Can someone explain this like I am 5. What are the use cases when it says works on images, text etc? Why is this a big deal? What's the human input here? And what output to expect?

From what I understand, human validation (supervision) is not happening while algorithm is training on data. Is that right? Will this be open to the public via standard ML frameworks or proprietary?


I work on ML recommendation algos for a big Facebook-sized company, so perhaps I can give some insight on how this model could be used. This is an example and might not resemble anything they're doing internally. This is more ELI16:

Facebook marketplace:

- Seller posts a listing with image + description

- FB uses data2vec to transform the image + description into one single vector (e.g. you could average the two vectors)

- Buyer searches for a product using text search - the text is also encoded into a vector with data2vec

- To serve product search results, you find the closest match to the text query vector from your pool of product vectors

This pattern described above is generally called vector search and is very common for recommendation algorithms and much more. There's a shift towards algorithms like data2vec that can combine different types of data into one vector. The aim is that an image of a dog and the word "dog" would map to the same vector, meaning that the vector represents the concept of a dog, regardless of the input data type.

The advantage of these "multi-modal" algorithms (i.e. they can take multiple data types as input) is that you can (in theory) use them across all of your ML algorithm needs. If you're Facebook, you have 100s of teams and services that have this need. A few examples:

- Instagram ads prioritization

- Instagram search

- Harmful content moderation

- Facebook content search

- Facebook marketplace search

Each of these is likely a separate team, very likely using a separate embedding algorithm. As approaches like data2vec improve, there will be some consolidation.

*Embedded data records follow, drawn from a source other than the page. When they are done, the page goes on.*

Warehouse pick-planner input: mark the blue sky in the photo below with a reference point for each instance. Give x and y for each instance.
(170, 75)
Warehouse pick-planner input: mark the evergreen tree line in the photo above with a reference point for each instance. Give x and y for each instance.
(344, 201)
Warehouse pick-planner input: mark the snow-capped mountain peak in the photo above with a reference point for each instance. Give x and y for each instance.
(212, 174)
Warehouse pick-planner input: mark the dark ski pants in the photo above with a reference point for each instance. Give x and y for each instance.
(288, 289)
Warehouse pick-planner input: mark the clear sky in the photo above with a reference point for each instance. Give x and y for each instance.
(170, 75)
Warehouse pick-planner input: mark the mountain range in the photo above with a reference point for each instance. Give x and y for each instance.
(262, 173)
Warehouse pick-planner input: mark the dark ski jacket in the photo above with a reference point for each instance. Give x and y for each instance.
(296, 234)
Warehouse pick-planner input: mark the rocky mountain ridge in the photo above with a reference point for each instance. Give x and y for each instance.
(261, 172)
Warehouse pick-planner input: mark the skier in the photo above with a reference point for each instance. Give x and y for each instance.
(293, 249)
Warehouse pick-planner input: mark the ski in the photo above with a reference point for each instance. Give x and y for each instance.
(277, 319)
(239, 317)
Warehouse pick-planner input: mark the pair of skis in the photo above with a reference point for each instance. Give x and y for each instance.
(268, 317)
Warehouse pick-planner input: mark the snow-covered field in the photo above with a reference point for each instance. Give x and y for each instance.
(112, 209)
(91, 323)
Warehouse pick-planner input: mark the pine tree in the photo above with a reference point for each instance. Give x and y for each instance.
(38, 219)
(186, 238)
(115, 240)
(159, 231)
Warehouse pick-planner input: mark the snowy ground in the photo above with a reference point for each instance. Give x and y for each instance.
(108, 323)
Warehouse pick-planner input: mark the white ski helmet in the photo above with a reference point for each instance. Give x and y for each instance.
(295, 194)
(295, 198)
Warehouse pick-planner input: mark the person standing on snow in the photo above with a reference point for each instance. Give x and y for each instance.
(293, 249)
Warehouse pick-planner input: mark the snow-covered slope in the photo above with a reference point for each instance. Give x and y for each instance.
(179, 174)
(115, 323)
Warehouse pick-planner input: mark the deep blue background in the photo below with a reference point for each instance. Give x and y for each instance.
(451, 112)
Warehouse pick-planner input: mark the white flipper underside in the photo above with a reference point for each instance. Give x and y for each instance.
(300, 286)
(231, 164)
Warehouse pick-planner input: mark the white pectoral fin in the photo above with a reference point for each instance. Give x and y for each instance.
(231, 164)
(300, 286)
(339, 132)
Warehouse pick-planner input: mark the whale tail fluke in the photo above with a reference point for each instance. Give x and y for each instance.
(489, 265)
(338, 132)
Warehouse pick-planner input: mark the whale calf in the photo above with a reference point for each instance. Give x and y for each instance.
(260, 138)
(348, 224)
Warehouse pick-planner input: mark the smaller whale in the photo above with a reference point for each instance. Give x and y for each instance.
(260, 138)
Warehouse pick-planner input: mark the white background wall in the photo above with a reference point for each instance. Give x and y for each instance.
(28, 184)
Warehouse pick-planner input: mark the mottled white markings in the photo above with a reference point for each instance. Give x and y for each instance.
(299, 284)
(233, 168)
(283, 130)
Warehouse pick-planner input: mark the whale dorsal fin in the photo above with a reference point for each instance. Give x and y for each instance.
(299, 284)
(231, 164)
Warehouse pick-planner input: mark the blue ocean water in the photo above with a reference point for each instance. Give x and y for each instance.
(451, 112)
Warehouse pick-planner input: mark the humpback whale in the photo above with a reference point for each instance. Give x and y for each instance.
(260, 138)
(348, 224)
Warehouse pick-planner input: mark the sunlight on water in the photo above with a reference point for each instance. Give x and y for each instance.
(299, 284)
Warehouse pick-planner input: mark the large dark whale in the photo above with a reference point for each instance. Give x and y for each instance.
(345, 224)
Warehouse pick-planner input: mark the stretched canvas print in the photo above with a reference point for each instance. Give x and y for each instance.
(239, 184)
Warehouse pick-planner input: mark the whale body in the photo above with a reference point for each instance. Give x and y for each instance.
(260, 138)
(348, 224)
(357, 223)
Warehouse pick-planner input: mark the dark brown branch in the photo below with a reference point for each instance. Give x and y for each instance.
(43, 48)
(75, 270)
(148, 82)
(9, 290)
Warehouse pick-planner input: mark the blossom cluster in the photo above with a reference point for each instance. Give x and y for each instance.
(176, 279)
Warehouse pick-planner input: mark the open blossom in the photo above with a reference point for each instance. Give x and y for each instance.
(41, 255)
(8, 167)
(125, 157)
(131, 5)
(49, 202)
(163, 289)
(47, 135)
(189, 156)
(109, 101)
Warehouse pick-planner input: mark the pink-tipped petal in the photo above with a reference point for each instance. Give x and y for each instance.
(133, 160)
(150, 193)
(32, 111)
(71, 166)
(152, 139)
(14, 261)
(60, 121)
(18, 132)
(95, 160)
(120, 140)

N.B. - I've made a lot of assumptions based on what I've seen at my current employer. If anyone from Meta/Facebook is reading this, please chime in!

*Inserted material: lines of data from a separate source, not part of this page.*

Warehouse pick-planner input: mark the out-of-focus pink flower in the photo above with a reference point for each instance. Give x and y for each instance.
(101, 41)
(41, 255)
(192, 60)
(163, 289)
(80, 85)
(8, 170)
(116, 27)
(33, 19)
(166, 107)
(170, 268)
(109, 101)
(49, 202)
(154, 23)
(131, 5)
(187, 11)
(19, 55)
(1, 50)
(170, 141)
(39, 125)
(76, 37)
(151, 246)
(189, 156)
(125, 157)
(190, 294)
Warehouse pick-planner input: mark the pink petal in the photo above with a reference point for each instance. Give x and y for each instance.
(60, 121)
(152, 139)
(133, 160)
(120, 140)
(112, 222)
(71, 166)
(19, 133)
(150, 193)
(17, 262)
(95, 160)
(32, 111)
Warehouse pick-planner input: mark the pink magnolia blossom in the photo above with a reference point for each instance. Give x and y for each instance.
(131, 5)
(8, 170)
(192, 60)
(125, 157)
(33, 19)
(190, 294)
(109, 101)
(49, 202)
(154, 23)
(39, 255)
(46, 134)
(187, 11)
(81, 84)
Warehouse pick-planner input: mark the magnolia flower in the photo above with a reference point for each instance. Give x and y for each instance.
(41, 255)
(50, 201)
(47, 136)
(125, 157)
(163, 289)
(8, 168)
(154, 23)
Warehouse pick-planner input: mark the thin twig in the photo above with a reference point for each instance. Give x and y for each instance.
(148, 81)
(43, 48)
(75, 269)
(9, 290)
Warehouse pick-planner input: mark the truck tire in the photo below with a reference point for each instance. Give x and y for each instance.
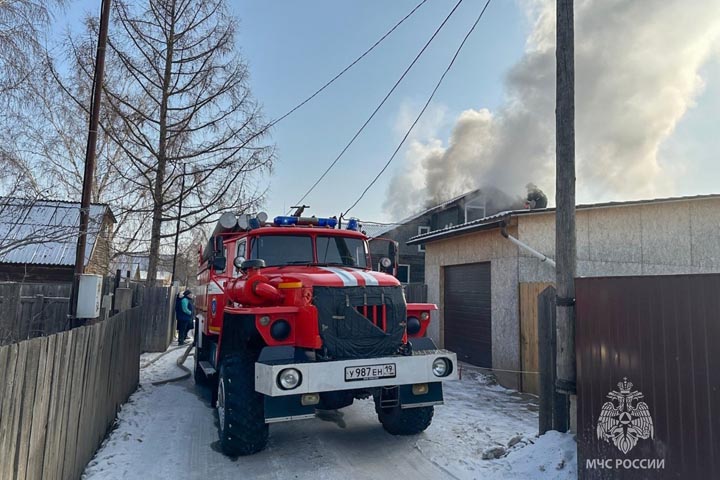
(408, 421)
(240, 408)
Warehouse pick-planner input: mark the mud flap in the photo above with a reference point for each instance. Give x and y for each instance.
(433, 396)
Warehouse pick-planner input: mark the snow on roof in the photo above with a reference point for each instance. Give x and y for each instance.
(44, 232)
(496, 220)
(379, 230)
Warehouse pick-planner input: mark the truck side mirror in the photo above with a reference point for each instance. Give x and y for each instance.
(219, 262)
(392, 252)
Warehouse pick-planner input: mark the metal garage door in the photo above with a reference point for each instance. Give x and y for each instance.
(467, 313)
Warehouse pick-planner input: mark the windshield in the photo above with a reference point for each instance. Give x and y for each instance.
(350, 252)
(282, 249)
(279, 250)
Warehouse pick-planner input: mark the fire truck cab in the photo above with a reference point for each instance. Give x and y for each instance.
(291, 319)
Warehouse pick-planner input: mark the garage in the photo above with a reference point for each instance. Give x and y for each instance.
(467, 313)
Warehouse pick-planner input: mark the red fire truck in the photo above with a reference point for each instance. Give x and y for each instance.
(291, 319)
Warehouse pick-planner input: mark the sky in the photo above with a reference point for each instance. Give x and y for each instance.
(491, 121)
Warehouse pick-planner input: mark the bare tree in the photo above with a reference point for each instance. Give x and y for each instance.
(22, 26)
(177, 92)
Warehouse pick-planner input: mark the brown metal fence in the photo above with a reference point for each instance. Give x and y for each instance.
(662, 334)
(60, 394)
(29, 310)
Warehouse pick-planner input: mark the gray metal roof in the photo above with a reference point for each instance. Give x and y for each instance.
(497, 220)
(380, 229)
(45, 232)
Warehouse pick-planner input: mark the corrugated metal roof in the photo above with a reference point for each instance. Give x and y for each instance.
(379, 229)
(44, 232)
(496, 220)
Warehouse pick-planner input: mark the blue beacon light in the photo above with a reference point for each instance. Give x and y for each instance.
(353, 224)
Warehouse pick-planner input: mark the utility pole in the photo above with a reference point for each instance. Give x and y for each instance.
(565, 247)
(177, 226)
(90, 155)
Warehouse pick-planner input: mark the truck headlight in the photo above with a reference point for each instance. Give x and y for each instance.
(289, 379)
(442, 367)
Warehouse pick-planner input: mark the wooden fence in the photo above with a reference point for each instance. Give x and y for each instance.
(32, 310)
(158, 318)
(61, 393)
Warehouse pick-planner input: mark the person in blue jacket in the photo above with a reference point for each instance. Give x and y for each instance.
(184, 315)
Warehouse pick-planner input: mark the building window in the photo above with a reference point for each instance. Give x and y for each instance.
(422, 230)
(404, 273)
(475, 209)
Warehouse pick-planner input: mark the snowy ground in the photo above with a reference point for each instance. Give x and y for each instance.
(169, 432)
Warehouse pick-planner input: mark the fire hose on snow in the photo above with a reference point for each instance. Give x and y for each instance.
(180, 361)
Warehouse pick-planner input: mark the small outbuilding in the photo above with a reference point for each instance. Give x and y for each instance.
(38, 239)
(486, 286)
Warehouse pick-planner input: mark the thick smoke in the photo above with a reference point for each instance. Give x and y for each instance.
(637, 72)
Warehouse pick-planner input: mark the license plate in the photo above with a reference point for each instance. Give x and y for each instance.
(370, 372)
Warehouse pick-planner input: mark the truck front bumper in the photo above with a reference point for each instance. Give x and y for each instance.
(331, 376)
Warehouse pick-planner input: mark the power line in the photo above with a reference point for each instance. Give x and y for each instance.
(397, 83)
(331, 81)
(417, 119)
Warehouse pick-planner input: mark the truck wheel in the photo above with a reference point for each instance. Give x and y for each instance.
(408, 421)
(240, 408)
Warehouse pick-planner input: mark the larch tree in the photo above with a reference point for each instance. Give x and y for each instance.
(177, 94)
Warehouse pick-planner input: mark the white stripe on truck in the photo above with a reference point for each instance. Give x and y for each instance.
(347, 278)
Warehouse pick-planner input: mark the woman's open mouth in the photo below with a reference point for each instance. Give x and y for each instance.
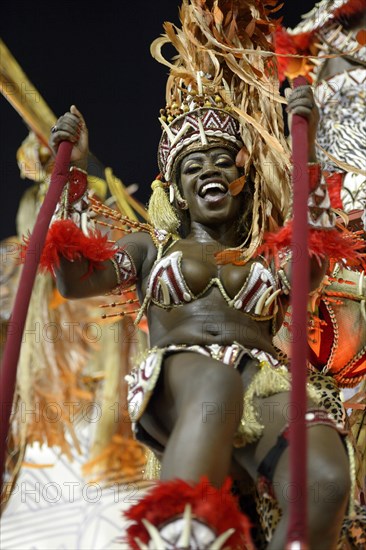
(213, 191)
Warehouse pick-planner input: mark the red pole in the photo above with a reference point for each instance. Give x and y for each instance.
(297, 534)
(16, 325)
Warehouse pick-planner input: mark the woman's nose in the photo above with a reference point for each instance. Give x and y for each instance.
(209, 168)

I think your understanding of this method is wrong. This work is about unifying the training objective across modalities, not training on multiple modalities simultaneously. A single data2vec model is not meant to take different types of data as input, at least as far as I understood it.

Directly from the paper: "Our work does not perform multimodal training but aims to unify the learning objective for self-supervised learning in different modalities"


That won't really help them-- their UI is so horrific for search, especially in the market place -- that it won't improve anyone's experience there.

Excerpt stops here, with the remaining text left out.